The morning was peaceful and slow, with farms still wrapped in sleep. The trail wound through miles of cornfields and vineyards, a long, meditative stretch mostly on asphalt. I didn’t see many cars. The Camino was mine for a while.

Along the way, I ran into a few familiar pilgrims from earlier stages. We chatted briefly, smiling at the coincidence of finding each other again, before our natural paces carried us in different directions. That’s one of the gifts of the Camino-companionship when you need it, solitude when you don’t even realize you need it.

Mid-morning, I paused in Lelin-Lapujolle for a simple breakfast. As the day warmed, the trail began to gently descend. Fewer vineyards, more forest, and then, as if by surprise, the rooftops of Aire-sur-l’Adour came into view; nestled near the curve of the Adour River.

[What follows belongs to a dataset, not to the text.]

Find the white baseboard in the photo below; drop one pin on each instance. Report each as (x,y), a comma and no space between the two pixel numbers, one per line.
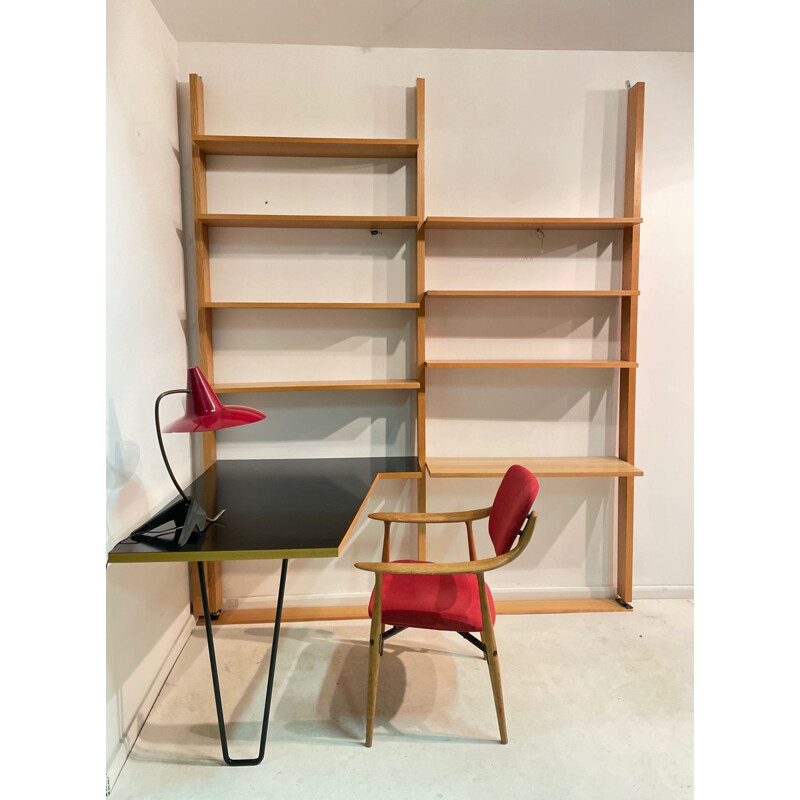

A Town that Holds You Gently

Aire-sur-l’Adour is larger and lovelier than I expected. Bustling square, charming cafés, and a palpable sense of history lived-in and alive. I went straight to the Office of Tourism, where a kind woman helped me arrange a bus pickup for tomorrow at 9:00 AM. My hip and my toe, especially the one beside the big toe on my left foot, have been protesting hard. I need to listen. Hopefully, this short break will offer some healing.

After sorting out logistics and visiting the ATM, I walked to the gîte. I arrived early, but Isabelle and Alejandro welcomed me in with the kind of warmth that softens your heart. I showered, did laundry, then made my way to Église Sainte-Quitterie, just outside the town center. I fell instantly in love with it.

The church, named for Saint Quitterie, a 5th-century martyr beheaded on this very site, is a place of light and peace. I explored the crypt; calm and ancient, and was awed by its sense of sacred history. This isn’t just a church. It’s a thread in the fabric of Camino pilgrimage. A UNESCO treasure, quietly waiting to be seen.

Later, I sat by the Adour River, watching it shimmer in the afternoon light. This town isn’t flashy. It doesn’t try to be. And that’s its magic. It’s a place that lets you pause, breathe, and remember why you started walking in the first place.

Scripture Reflection – Isaiah 55:12

“You will go out in joy and be led forth in peace;

the mountains and hills will burst into song before you,

and all the trees of the field will clap their hands.”

— Isaiah 55:12

This verse found me today, right when I needed it most. After the heaviness of last night, after the ache in my hip, after all the solitary miles, I arrived here, led forth in peace. The rain cleared. The river glittered. The crypt whispered. And I felt it: joy, not because everything was perfect, but because I am still walking, still arriving, still open.

This journey isn’t just about the walking. It’s about arriving. Physically, emotionally, spiritually and recognizing the sacred in the small. A moment by the river. A warm welcome. A quiet crypt. A red sunrise. This is how the trees clap their hands.

Full Circle

As if to round out the day, I ran into Patrick-with his wife! His Camino ends here. We chatted for a while, caught up on our days, and then went our separate ways. When I got back to the gîte, it was full of familiar faces. We shared a few laughs, and then I slipped off to bed, my body tired but my spirit calm.

What a beautiful day it was.

🥾 Pilgrim Tip:

When something-or someone-shakes your peace on the Camino, take it to the trail. Let the walking, the landscape, and the rhythm of your steps help you process and release. Healing often begins with movement.